A cualquiera le ha pasado: vas saliendo de casa, recuerdas que tienes que pedir cita al dentista, comprar pilas, responder un correo y reservar un tren. Sabes que si no lo apuntas en ese instante, el pensamiento se te escapa como un pez resbaladizo. El problema es que sacar el móvil, abrir la app, escribir y ordenar la idea requiere manos, tiempo y atención. Doist, la empresa detrás de Todoist, cree que ese “friction” cotidiano se puede recortar con una función que transforma la conversación en organización: Todoist Ramble, un sistema de voz a tareas que permite describir lo que necesitas hacer con lenguaje natural y convertirlo en tareas estructuradas.
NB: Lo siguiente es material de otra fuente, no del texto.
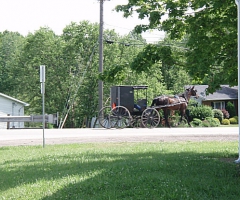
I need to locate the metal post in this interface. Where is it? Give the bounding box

Según contó TechCrunch, la idea no es que hables “perfecto”, sino que puedas balbucear, corregirte y pensar en voz alta. Ramble toma esa forma desordenada del pensamiento —ese “ramble”, ese divagar— y lo traduce a elementos que Todoist entiende: tareas, fechas, prioridades, duración, responsables y contexto.

Qué hace distinto a Todoist Ramble

Muchas herramientas aceptan dictado, pero dictar no es lo mismo que crear tareas útiles. Dictar suele producir texto plano, como si estuvieras escribiendo con la boca. Ramble intenta algo más parecido a tener un asistente que te escucha y, mientras hablas, va rellenando un formulario invisible.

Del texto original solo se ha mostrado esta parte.